Iron Age archaeological site in Iran

Qalaichi, Ghalay-chi, قلایچی in Persian (UTM 38S 615552 m E 4046795 m N) is an important archaeological site for the Iron Age of north-western Iran. It is a mound 11 m high, situated about 9 km north-west of Bukan City in West Azerbaijan Province 18 km away from the border of Kurdistan province. The site is located near a village from whence it got its name. Hills and mountains surround it; the highest one in the east is the so-called Kal-Tage.

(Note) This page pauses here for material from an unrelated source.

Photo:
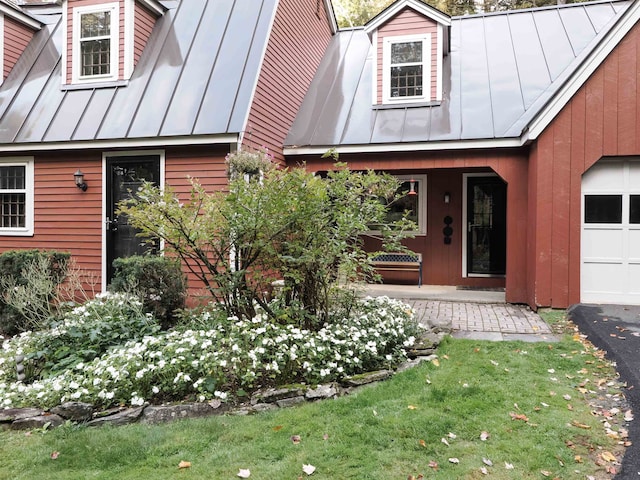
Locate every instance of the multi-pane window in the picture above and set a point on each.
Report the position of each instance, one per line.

Modern Qalaichi may have been Zirta/Izirta, the capital of the Mannaean Kingdom. The main period of occupation extended from the 9th to 7th centuries BCE.

==Discoveries==
Key archaeological finds include a stele inscribed with an Aramaic text. The stele is dated to around 700 BCE. It is a fragment consisting of "most likely either a dedicatory or memorial inscription set up by the local ruler." The use of Aramaic, the lingua franca of the neighboring Assyrian Empire, suggests that Aramaic was prestigious among Mannaean elites around the time the stele was erected, but does not necessarily indicate wider adoption of Aramaic in Mannaea. The surviving fragment fails to record any personal names, but does record the names of the Urartian god Ḫaldi and the god Hadad from Ancient Semitic religion, as well as a place name rendered as Ztr. This place name was suggested by M. A. Lemaire to correspond to Zirta/Izirta.

In addition, the ancient settlement yielded a large number of glazed objects. Some of these objects are monochrome and the others show complex compositions. The excavated artifacts are now in the collections of Urmia Museum and Tehran National Museum.